Hennessey's Take: The Blackhawks Beat Minnesota and I Don't Know What to Do With My Hands
I want to be clear about something before I start: I am not okay. The Blackhawks beat the Minnesota Wild on Wednesday night, 2-1, and I have been sitting in my booth at Schaller’s Pump for fourteen hours trying to process it. The waitress asked me if I wanted another coffee and I said “Vlasic” and she walked away. I don’t blame her.
Let me give you the numbers, because the numbers are the only part of this that makes sense. The last time the Chicago Blackhawks beat the Minnesota Wild was December 15, 2019. That’s six years ago. Six years. In that time I have watched nineteen consecutive losses to this team — eighteen in regulation and one in overtime, which was worse because it let me hope first. I watched them lose 4-1. I watched them lose 5-2. I watched them lose in ways that I will not describe because my doctor told me to stop reliving them. Nineteen times I sat down in front of the television, and nineteen times I stood up older and angrier and more certain that I would never see this team beat the state of Minnesota at anything, including a staring contest.

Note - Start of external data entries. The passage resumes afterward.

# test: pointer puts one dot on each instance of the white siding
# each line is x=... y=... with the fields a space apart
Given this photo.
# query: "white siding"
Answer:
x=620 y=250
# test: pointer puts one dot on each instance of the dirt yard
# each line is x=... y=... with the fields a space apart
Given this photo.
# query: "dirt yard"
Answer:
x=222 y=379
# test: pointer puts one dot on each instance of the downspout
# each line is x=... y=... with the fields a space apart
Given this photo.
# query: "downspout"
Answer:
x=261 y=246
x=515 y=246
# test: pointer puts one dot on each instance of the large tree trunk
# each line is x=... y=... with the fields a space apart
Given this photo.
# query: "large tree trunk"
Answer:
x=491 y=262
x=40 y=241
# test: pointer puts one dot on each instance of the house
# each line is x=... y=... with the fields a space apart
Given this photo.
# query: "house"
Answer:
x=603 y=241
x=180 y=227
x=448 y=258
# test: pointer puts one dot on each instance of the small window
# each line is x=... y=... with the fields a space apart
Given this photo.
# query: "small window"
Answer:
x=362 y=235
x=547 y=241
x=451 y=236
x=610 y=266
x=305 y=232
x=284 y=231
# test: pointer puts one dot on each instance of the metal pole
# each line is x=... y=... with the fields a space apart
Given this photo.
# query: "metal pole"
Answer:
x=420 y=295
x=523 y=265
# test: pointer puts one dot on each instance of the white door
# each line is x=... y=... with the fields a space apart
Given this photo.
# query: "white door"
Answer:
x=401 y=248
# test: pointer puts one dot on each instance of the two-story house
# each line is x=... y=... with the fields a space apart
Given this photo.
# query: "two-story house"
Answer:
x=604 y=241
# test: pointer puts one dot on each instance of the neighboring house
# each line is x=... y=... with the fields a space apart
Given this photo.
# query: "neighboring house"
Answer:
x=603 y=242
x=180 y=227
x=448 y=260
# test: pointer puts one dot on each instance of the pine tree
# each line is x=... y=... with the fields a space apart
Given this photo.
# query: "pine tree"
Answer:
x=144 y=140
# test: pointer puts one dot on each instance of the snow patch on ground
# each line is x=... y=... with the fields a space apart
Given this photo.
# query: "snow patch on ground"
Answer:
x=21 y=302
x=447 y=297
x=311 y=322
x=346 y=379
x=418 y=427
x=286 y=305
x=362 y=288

And then Wednesday night Connor Bedard — who was thirteen years old the last time we beat these people, think about that — scored a goal and Alex Vlasic blocked a shot with his body in the final seconds and the horn went off and I did not know what to do. I’m being serious. I physically did not know what to do. My body had no muscle memory for this. I have spent six years developing an elaborate post-loss routine — turn off the TV, pour two fingers of Malört, call my brother to complain, go to bed mad — and suddenly none of it applied. I just stood there in my living room like a man who’d walked into the wrong apartment.
My brother called me. “Did that just happen?” he said. I said I thought so. He said he’d been watching with his kids, and his eight-year-old daughter asked him why he was crying. “Because the Blackhawks won,” he told her. She said, “Don’t they do that sometimes?” and he had to explain that no, actually, against this particular team, they do not do that. They do the other thing. They have always done the other thing. She asked him what the other thing was and he said “lose” and she said “oh” and went back to her iPad. Which is honestly the correct response. I wish I had an iPad.

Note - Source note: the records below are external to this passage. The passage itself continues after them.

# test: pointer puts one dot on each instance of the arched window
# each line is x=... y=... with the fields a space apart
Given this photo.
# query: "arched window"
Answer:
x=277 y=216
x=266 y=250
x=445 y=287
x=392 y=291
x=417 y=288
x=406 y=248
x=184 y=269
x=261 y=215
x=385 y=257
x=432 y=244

Here’s what gets me. The kid — Bedard — he’s twenty years old and he’s wearing an ‘A’ on his jersey now because they traded away everyone who used to wear letters. Foligno, Murphy, Dickinson — gone. The leadership of this team is now a kid who was in middle school during the last Stanley Cup parade and a bunch of guys whose names I have to look up on my phone. And somehow this is the group that broke the streak. Not the 2020 team, not the 2022 team, not any of the teams that were supposedly better and definitely more expensive. This team. These kids. I don’t understand sports and I have been watching them for forty-seven years.
The broadcast said Bedard has 65 points in 55 games this season, which puts him on pace to blow past last year’s total by a wide margin. Good for him. Terrific. I’m glad the rebuild is working. But I need everyone to understand that I did not care about any of that on Wednesday night. I cared about one thing: that for the first time since the Obama administration was still a recent memory, a hockey game against Minnesota ended with the correct number on the correct side of the scoreboard. That’s it. That’s the whole thing. Call it small. Call it petty. I don’t care. I have earned this.
My wife asked me this morning if I was going to write about it. I said I didn’t know if I had anything to say. She said, “You’ve been talking about it for fourteen hours.” Fair point. So here it is: the Blackhawks beat the Wild. The streak is over. I’m going to go home, pour two fingers of Malört anyway, and call my brother to not complain. It’ll be the strangest phone call of my life.
They play Minnesota again in April. I’m already nervous.